The growing Islamophobia in the country, as well as the immense financial insecurity that has prevailed, has constrained the decision-making choices of students who wish to pursue the best courses in the colleges and universities of their choice, but cannot. The recent OXFAM report on wealth inequality reveals that for a large section of the Indian population, expensive universities and private colleges are out of the question. Scholarships and fellowships are dwindling rapidly.

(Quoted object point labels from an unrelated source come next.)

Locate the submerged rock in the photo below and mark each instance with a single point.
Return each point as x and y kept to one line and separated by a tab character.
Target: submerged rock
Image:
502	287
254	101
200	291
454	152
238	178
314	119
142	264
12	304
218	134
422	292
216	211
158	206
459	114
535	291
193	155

Universities like JNU still continue to be affordable but are seen as stigmatized and also a site of violence, particularly for Muslim and Kashmiri students. Minority institutions like AMU and Jamia Millia Islamia, always in the crosshairs for their minority status, have been physically attacked as we saw in the anti-CAA-NRC protests. Recent reports from Karnataka revealed that a large number of Muslim students have shifted to private institutions due to the hijab ban. The combined force of commercialization, majoritarianism, caste-based exclusion, Islamophobia, inaccessibility and societal inequality is slamming brakes to the immense human resource that India (the oft-touted demographic dividend) has and needs to nourish and train in order for a brighter tomorrow.
The example of menstrual leave is only one small example of what can be done to make the lives of students already studying in these institutions easier. Maternity and paternity leave, accessible scholarships, well-stocked libraries, clean and safe hostel facilities, and infrastructural support for PwD students – there is a lot that our universities and colleges lack. Students get by, surviving not just on their meagre fellowships but also by supporting their families from them. But quality academic work, the kind that Indian researchers ought to be doing, is impossible to do in a state of continuous precarity, where you spend half your time wondering if you’ll have enough for next month’s mess bill or rent, or your family’s medical needs; or under pressure from supervisors and administrators if you speak out and are politically active. We have heard the adage that students and youth are India’s future, endlessly and repeatedly. But only when they can envision a healthy future for themselves will they be able to ensure the future of their own subsequent generations, their communities and the nation as a whole.